Now, we have a different model of attraction for Church success. Instead of doing church things really well, to attract and keep people with us, we the Church get attracted to do our work out there in our neighbourhoods. Our best ministry becomes what happens when we are not on the premises, here!
This is the whole idea behind what we now call ‘Fresh Expressions’ of Church. Eleven days ago deacon Joyce and I attended a seminar on this movement, put on by our Baptist convention. What is a fresh expression of the Church? Do ministry out in the community, where people already gather. Start churches, there, with people who don’t go to church. So there are gatherings in restaurants, at the gym, with the running club, at a tattoo parlour, or the dog park.
And to do this sort of thing, we start by listening. Nothing new about this, really. All the time, Jesus traveled with his twelve apprentices to meet the people where they were, see what was going on.
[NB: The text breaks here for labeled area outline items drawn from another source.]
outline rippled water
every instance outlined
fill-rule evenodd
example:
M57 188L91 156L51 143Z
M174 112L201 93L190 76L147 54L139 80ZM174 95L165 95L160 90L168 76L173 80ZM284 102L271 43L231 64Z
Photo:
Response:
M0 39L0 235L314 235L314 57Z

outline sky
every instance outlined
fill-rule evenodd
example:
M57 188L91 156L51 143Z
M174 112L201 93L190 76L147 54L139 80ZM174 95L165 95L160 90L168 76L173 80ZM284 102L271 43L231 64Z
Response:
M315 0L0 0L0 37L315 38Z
For years I have heard what Tom Bandy recommends: get teams of church people to go out in triads, as he calls them. Teams of three, who get together to pray, then go to hang out and see who they see, and discover what is going on, and what is needed in the community.
When I left the Fresh Expressions Seminar the other day, I wrote on my paper what I could do next. I can take some of my people out to listen in our town. Let’s go. Let us simply decide to go and pay attention. Let us prepare with prayer. Then let us take time at Tim Hortons, or the ball field, or with the hiking club, and listen with heart and soul.
What might the Master do with us, when he takes us on mission, out there? Not what we’ve done before!
Here is the Digby Life Saving Station: it is now a private cottage. The way life saving goes on in our waters is different now. There are still systems in place to save lives at sea. Seafarers do get saved.
So too with the ways making disciples of Jesus can happen now. Let us look for our new ministry together, out there. This is how we shall be mission-minded.